When this happens, you’ll see the dreaded “cluster not ready – no quorum” error. Your Web GUI becomes read-only, and you can’t start, stop, or move your VMs and containers. Here is how to force your way back into control when the majority is gone.
1. Understanding the Quorum Problem
Proxmox uses Corosync to maintain a “quorum”—a majority vote (50% + 1) that ensures all nodes agree on the state of the cluster. This prevents “split-brain” scenarios where two nodes might try to write to the same shared disk simultaneously, leading to data corruption.

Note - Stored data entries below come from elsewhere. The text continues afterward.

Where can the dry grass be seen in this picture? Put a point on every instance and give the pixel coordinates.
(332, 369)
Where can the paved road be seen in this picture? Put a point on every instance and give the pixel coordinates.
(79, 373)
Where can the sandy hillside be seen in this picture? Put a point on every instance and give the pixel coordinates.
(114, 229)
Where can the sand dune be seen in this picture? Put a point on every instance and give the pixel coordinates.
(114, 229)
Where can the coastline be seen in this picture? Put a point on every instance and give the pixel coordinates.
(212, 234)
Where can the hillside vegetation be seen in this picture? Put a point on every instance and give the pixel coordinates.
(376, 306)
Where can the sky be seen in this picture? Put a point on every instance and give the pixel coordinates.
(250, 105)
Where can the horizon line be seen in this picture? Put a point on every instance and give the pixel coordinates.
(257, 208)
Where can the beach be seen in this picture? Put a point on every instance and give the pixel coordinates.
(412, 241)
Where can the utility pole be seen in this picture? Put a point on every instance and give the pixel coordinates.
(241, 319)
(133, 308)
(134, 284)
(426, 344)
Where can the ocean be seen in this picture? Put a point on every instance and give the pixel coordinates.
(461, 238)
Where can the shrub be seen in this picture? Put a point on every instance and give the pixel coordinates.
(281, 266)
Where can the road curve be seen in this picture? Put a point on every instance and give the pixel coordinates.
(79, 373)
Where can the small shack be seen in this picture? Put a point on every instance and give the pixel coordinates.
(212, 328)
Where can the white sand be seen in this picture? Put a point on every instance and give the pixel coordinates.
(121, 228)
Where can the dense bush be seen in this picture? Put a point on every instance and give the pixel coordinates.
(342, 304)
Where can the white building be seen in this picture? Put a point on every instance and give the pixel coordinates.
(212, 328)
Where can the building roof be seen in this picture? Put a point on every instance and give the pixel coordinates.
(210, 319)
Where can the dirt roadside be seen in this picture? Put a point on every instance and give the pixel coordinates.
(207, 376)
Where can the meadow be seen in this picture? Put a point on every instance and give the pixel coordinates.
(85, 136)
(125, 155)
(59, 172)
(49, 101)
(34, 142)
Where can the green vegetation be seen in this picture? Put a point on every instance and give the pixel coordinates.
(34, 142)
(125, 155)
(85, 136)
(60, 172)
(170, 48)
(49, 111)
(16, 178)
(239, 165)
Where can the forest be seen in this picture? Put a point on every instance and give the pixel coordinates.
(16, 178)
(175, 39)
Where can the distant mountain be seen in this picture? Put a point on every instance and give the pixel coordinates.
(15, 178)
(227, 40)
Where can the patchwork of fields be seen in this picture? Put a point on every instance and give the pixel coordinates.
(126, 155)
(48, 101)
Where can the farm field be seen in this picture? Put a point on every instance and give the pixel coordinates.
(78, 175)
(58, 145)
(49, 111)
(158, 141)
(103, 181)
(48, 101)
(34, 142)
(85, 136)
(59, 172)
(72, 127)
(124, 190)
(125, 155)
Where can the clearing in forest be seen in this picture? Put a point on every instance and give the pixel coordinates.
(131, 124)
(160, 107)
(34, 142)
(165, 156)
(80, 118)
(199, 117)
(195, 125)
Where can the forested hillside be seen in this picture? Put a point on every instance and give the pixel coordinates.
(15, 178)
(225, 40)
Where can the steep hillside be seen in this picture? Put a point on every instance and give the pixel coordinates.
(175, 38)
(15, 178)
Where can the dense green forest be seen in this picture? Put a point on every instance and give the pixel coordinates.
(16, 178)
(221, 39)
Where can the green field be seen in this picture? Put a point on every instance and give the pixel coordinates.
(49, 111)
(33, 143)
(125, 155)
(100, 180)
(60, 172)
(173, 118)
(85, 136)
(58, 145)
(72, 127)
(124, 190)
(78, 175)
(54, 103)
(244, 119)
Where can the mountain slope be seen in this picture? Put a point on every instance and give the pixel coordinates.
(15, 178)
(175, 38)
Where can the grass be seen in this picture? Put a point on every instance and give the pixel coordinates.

- 3 Nodes: Need 2 online to work.
- 2 Nodes: Need both online. If one goes down, the remaining one has only 50% of the votes—meaning it loses quorum.
2. The Quick Fix: pvecm expected 1
If you are down to one or two hosts and just need to get your services back online immediately, you can manually override the vote requirement.
- SSH into the surviving node.
- Run the following command:
pvecm expected 1
This tells the cluster: “Ignore the missing nodes; I am the only one that matters right now.”
- Check the status:
pvecm status
You should now see Quorate: Yes. Your Web GUI will become responsive, and you can start your VMs.
Warning: This is a temporary fix. If the surviving node reboots, it will lose quorum again unless it can see its peers.
3. How to Start Guests Despite Missing Quorum
Sometimes, Corosync is so broken that even pvecm won’t respond. If you absolutely must start a VM or Container (LXC) while the cluster filesystem (/etc/pve) is read-only, you can use the local mode “hack”:
For Virtual Machines (VMs):
# Force start a VM (replace 100 with your VM ID)
pmxcfs -l
qm start 100
For Containers (LXC):
# Force start a Container (replace 200 with your CT ID)
pmxcfs -l
pct start 200
The pmxcfs -l command forces the Proxmox Cluster File System into local mode, bypassing the quorum requirement for the configuration files.
4. Long-Term Recovery: Removing Dead Nodes
If the other hosts are gone forever (hardware failure), you need to permanently shrink the cluster so the remaining nodes don’t keep looking for “ghosts.”
- Set the expected votes (as shown above):
pvecm expected 1. - Identify the dead node name:
pvecm nodes. - Delete the dead node:
pvecm delnode [NODE_NAME]
Caution: Never power on a node after you have deleted it from the cluster. If it wakes up and tries to talk to the cluster with its old configuration, it can cause severe conflicts. You must reinstall Proxmox on that node before rejoining it.
5. Preventing This: The QDevice Solution
To avoid this in the future without buying a full third server, use a QDevice. A QDevice is a lightweight service that provides a “tie-breaker” vote. You can run it on a Raspberry Pi, a small VM on a different system, or even a cheap cloud VPS.
To set it up (from a quorate node):
# Install the tool
apt update && apt install corosync-qdevice
# Add the external device (e.g., a Raspberry Pi at 192.168.1.50)
pvecm qdevice setup 192.168.1.50
This transforms a fragile 2-node cluster into a stable 2-node + 1-voter configuration, allowing either node to fail without losing quorum.